Le PEAD, institué en 1987 dans le cadre de la PAC, prévoit essentiellement la possibilité pour l'UE de puiser dans les stocks d'intervention agricoles pour subvenir aux besoins des plus démunis. Le programme pouvait également financer l'achat de denrées alimentaires sur les marchés, lorsqu'ils n'étaient pas disponibles dans les stocks. Or, depuis quelques années, en raison notamment des réformes de la PAC, les stocks d'intervention ont fondu au point de devenir quasiment inexistants et le PEAD fonctionnerait désormais essentiellement à travers l'achat de produits sur le marché.

Dans cette affaire, l'Allemagne, soutenue par la Suède, affirmait que le PEAD est aujourd'hui « un pur instrument de politique sociale de la Communauté » et que le règlement portant modalités de son financement est dépourvu de base légale au titre de la PAC. Il serait notamment incompatible avec le règlement sur l'organisation commune des marchés (OCM) dans le secteur agricole, qui n'autorise l'achat de denrées alimentaires sur les marchés qu'à titre subsidiaire, en cas d'indisponibilité temporaire des produits dans les stocks d'intervention, alors que désormais ces achats seraient devenus la règle.

La Commission, soutenue par la France, l'Italie, l'Espagne et la Pologne, s'est opposée à cette interprétation par différents arguments, ayant trait notamment à la notion d' « indisponibilité temporaire » des stocks d'intervention, qui « devrait être comprise dans le contexte d'un examen global effectué sur plusieurs années » et au fait qu'une réduction ou une suppression à court terme du PEAD « aurait pour effet le retrait de la participation à ce plan des organisations caritatives qui en dépendent » mettant en cause « les objectifs de stabilisation du marché et de garantie d'un niveau de protection sociale élevé poursuivis par le plan ».
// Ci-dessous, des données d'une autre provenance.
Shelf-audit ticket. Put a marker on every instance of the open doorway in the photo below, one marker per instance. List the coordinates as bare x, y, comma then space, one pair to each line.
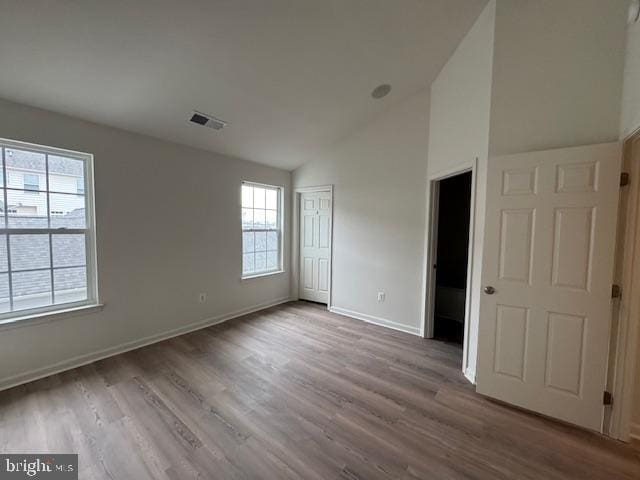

Dans son arrêt, le tribunal rappelle toutefois que « dans le cas d'espèce, ce n'est pas la légalité du mécanisme même de l'attribution des ressources au bénéfice des personnes les plus démunies qui est mise en question, mais le fait que le plan pour l'exercice 2009 arrêté par le règlement attaqué repose principalement sur les achats supplémentaires des produits sur le marché ». L'arrêt annule donc « les seules dispositions prévoyant les allocations pour de tels achats, à savoir l'article 2 et l'annexe II du règlement attaqué ».

Parmi les réactions à cet arrêt, qui relance l'incertitude quant au futur d'un programme qui, avec un budget de 500 millions d'euros par an, fournit près de la moitié des denrées distribuées à 13 millions de personnes démunies dans l'UE à travers quelque 240 banques alimentaires, citons celle du ministre français des Affaires européennes, Laurent Wauquiez: « Nous allons mettre la pression tout de suite sur la Commission pour qu'elle nous propose d'autres moyens pour conforter ce programme pour l'avenir ». Le président Barroso avait pour sa part plaidé vigoureusement déjà en septembre 2010 et en février dernier pour que les banques alimentaires puissent continuer à bénéficier de financements européens (EUROPE n° 10317 et 10224). (F.G.)